Hard to believe that it’s been a year since we first left.

If you were to turn the clock back 365 days, I’d have not yet been to Macau, Hong Kong or any part of China. As of today, I’ve visited Macau twice, been fortunate enough to experience Hong Kong as a day-tripper, and got stuck in Shanghai for several days longer than expected.

I can’t wait to go back.

I’ve thought about Macau or Hong Kong every single day since I’ve been back in the United States. Here’s why.

I was fortunate as a kid to travel around Europe, the Middle East and parts of Asia. My parents were travelers and my brother and I got to tag along. I saw the pyramids in Egypt, the Wailing Wall in Jerusalem, the Parthenon, and more. For whatever reason, I’ve always found history to be all-consuming. Being able to see those sites was an amazing privilege and I am very grateful.

Looking back, I feel like my introduction to China is similar to my introduction to Las Vegas.

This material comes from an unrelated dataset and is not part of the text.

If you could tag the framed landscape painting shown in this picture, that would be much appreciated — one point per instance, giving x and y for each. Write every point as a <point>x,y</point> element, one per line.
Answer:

I was 17 the first time I went to Vegas and I was introduced to a city that would capture my imagination completely. Of course, I knew the basics just from pop-culture (this was the late 90s, pre-Bellagio) but that was about it. I didn’t know the names or the history other than some inaccurate movies.

Between the ages of 18 and 25, I would visit every chance I got. I had a job that sent me there a few times a year for conferences. Even though I couldn’t drink or gamble at first, I would relish those trips and even go on my own, building the RateVegas.com website and starting to write the Two Way Hard Three casino design blog. Nobody took me seriously.

People ask me often why I care about Las Vegas. They ask the same question about Macau. The obvious assumption is that I’m a big gambler.

I do enjoy gambling — craps, roulette, sic bo, and the occasional slot machine — but it’s really not my driver. I’m completely enamored by the business conditions that allow these places to exist. Where else can you build a $4 billion hotel with only 1,700 rooms but in Macau? Nowhere. It makes no sense anywhere else and at Wynn Palace, the hotel I’m thinking of, the rooms are all top-notch.

The economics of gaming allow for hospitality palaces to be built in some otherwise odd corners of the globe, and I find that fascinating.

I left Los Angeles International Airport for Macau late June 2016 with my best friend. We flew first to Shanghai Pudong, not knowing that we’d eventually get to know the airport quite well.

Our initial landing into Macau was dramatic. We flew over majestic Hong Kong and then arrived in Macau. We made a wide arc, circling the famous casinos on both the Cotai Strip and the peninsula.

We landed without incident. Despite being tired from a long day, I was very excited. It felt amazing to be on the other side of the world.

We did the standard dance through customs and immigration and were ready to get onto a bus (as is the standard in Macau — all casinos have free busses from the transit hubs). I fiddled with my new local SIM card most of the way while Chuck was shooting photos. He was always better at being present in the moment than I was. I was focused on fucking Wi-Fi.

We both got off at Wynn Macau. He was staying across the street but I think the combination of wanting to be a good friend (he had been to Macau before and wanted to be sure I was okay) and also air-conditioning convinced him to follow me inside. It was hot as fuck.

I checked in without incident and I made my way upstairs (I was worried about international CC bullshit but it was fine). My room at Wynn Macau was standard so nothing special but I was struck by how similar it was to the rooms in Las Vegas. The kind of spot where if you closed the shades, you’d never know you were in China. Over the course of my stay, I often woke up at night and forgot where I was.

Chuck took a few photos and then headed off to his hotel which was across the street (well, sort of — he had to go under a tunnel type thing and haul his bags — bummer).

I was on my own. My body clock was totally screwed up — it was late afternoon in Macau but for me it felt like it was four days since I slept. I was tired. I stayed up as late as I could — ordered some food from room service that was great — but then passed out. I was in Macau. I had made it.